How healthy is watermelon? – New York Times

Watermelon is the summer fruit. In the United States, it is more popular than cantaloupe, cantaloupe, and all other melons combined.

It’s also good for your body, especially on a hot day. Here’s a roundup of the healthiest qualities of watermelons, plus some cute and delicious recipes from New York Times Cooking.

Watermelon is an apt name because it is more than 91 percent water. When you eat an average-sized wedge (10 ounces or more), you’re effectively drinking a full cup of water.

Hydration keeps the body functioning properly, from promoting blood flow to bowel regularity. The water in watermelon helps keep you hydrated, which can be very helpful in hot weather when you lose more fluids through sweat.

Our bodies recognize and use water molecules regardless of the source, said Dr. Tamara Hew-Butler, a sports medicine scientist at Wayne State University. Moist foods such as fruits, vegetables and soups are considered sources of water.

Older people, in particular, may find it easier and more enjoyable to get some of their fluids through fruit, said Amy Ellis, a dietitian and associate professor of nutrition at the University of Alabama. They tend to feel less thirsty and therefore drink less, one of the reasons why they are at a higher risk for dehydration and heat-related illness during a heat wave.

Because watermelon is mostly water, it’s also low in calories, with just 46 in a one-cup serving.

Some people think it has too much sugar because it tastes so sweet, but it’s actually very moderate, said Dr. Ellis. One cup of diced watermelon contains about 9.5 grams of sugar, which is less than the 13 grams in a cup of diced apples or the nearly 15 grams in a cup of blueberries.

That’s so little that the fruit likely won’t cause a spike in blood sugar, added Joanne Slavin, a dietitian and professor of food science and nutrition at the University of Minnesota.

However, calories are energy, so watermelon alone doesn’t feed your body enough, said Samantha Dieras, a dietitian and director of outpatient nutrition services at Mount Sinai Hospital.
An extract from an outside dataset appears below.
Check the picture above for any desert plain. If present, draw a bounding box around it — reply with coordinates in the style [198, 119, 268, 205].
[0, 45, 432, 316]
But when you eat watermelon as part of a balanced diet, the water content and sweet flavor can help you feel full.

Watermelon is fat and sodium free, which is good for your heart. But the jury is still out on whether watermelon plays an active role in reducing the risk of heart disease, said Dr. Slavic.

Dr. Slavin, Dr. Ellis and Dr. Dieras all suggested that the amino acid L-citrulline and the micronutrient lycopene, both abundant in watermelon, may improve heart health. There is a rationale for these ideas, said Dr. Slavic.

Scientists know that the kidneys convert L-citrulline into nitric oxide, which can relax artery walls and lower blood pressure. And lycopene, a chemical found in some plants, can reduce inflammation, which is linked to heart disease. People tend to associate lycopene with tomatoes, but watermelon has more.

However, independently funded human studies directly examining the effect of watermelon on heart health have not shown measurable improvements. Watermelon is not a magic bullet, said Dr. Ellis, who led one of the studies. It will not replace blood pressure medication or anything like that. But if included in a diet of nutrient-dense foods, it can be a good thing for blood vessel health.

Watermelon does not lend itself well to canning, drying or freezing, said Dr. Slavin, so it’s harder to enjoy in the off-season. She thinks this is one reason why the fruit is so beloved.

Watermelon is summer and happiness, she said. When someone opens a fresh watermelon and gives you a piece, that’s the best.

It’s also delicious in a dinner salad, soup or fizzy drink. Here are some recipes from NYT Cooking to get you started.

In this satisfying grain bowl, watermelon is paired with farro, cheese, herbs, and red onion. You can substitute faster cooking rice or quinoa for the farro.

Keep a bowl of this chilled soup in the fridge for an instant meal on hot days. The watermelon softens the sweetness of the ripe summer tomatoes in the blended mixture.

Juicy with chunks of watermelon, tomato and cucumber, this ultimate summer salad is made even more refreshing with a watermelon dressing. The toasted ciabatta and crumbled feta make it filling enough to be a meal.

This delicious fruit dish topped with a spicy cumin-citrus dressing can work with any fruit, but it’s especially good with watermelon. It is delicious as a snack on its own or as a side dish.

Juicing watermelon is a great activity all summer long. Top it off with fizzy ginger beer for a non-alcoholic splash? Genius.